President George W. Bush arrived on schedule. He gave his speech. He moderated a panel of five people on a makeshift stage in front of a sign that said “Strengthening America’s Economy.” He wove their stories seamlessly into the fabric of his re-election campaign. He engaged in self-deprecating humor that even a detractor might find charming.
But when workers were finally interviewed — these people who made up the bulk of the president’s cheering audience in New York — Bush’s performance turned out to be, if anything, even more impressive.
“No speak English,” said the first worker, smiling apologetically.

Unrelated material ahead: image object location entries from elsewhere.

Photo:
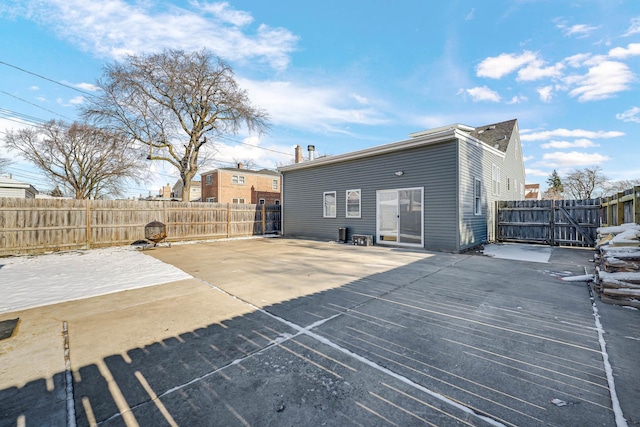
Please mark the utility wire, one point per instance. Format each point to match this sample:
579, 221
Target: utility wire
255, 146
46, 78
35, 105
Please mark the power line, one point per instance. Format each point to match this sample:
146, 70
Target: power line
46, 78
35, 105
256, 146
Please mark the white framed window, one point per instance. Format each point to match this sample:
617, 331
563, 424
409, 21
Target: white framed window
353, 206
477, 197
329, 204
495, 180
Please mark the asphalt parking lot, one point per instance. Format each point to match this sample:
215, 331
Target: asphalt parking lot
295, 332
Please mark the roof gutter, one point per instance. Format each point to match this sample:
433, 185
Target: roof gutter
418, 141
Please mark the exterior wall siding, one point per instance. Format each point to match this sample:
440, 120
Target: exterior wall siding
432, 167
472, 228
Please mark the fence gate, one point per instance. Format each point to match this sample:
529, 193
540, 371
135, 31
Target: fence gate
552, 222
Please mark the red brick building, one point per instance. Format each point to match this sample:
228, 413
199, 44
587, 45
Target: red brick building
239, 185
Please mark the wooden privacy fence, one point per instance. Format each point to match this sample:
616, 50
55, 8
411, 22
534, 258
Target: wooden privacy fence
552, 222
43, 225
623, 207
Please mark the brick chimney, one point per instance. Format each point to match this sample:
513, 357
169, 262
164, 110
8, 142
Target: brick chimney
298, 155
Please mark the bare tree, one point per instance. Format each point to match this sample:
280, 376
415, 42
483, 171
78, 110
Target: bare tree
4, 163
582, 183
612, 187
246, 163
171, 102
86, 161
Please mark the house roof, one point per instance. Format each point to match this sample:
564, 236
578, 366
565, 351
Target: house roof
13, 183
496, 135
427, 137
244, 171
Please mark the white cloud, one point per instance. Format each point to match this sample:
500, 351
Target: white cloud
360, 99
578, 143
115, 28
314, 108
498, 66
634, 28
545, 93
517, 99
601, 81
577, 60
226, 14
631, 115
535, 172
633, 49
573, 159
535, 70
580, 30
483, 94
566, 133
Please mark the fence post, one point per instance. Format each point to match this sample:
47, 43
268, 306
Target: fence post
636, 204
228, 219
552, 223
620, 208
88, 215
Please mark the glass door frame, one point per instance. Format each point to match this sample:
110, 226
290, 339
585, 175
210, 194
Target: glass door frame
397, 241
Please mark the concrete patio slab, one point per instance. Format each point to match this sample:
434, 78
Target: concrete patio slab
277, 331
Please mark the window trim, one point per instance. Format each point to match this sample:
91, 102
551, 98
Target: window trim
495, 179
324, 204
477, 196
346, 205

“No speak English,” said the second, third, fourth, fifth and sixth workers way-laid in the crowd.
But you think the tax cuts should be made permanent, as he says?
“Sorry, no English,” said another.
It is possible that President Bush could have drawn a crowd of several hundred at lunchtime on the streets of Bay Shore to cheer his economic policies, which can be summed up in two words: tax cuts.
But if that crowd is ready-made — the work force of a small auto parts factory whose owner has received tax breaks from the Republican-run state and town governments, and who employs large numbers of non-English speaking immigrants happy to work for $6 to $9 an hour with few benefits — why bother?
“I understand him a little bit English,” said Nubia Guzman, a packer who said she earns $7.50 an hour after four years on a job that Bush had described in his speech as evidence of the success of his tax cutting economic policies. She has no health coverage.
What did you like about him? she was asked.
“He nice,” she said.
… What would you like to do with your life?, a shipping clerk at U.S.A. Industries named Wil Romero was asked. He is 26 years old. He thought for a moment.
“I would like to be an American citizen,” he said.
I don’t even think that I need to comment on this, do I?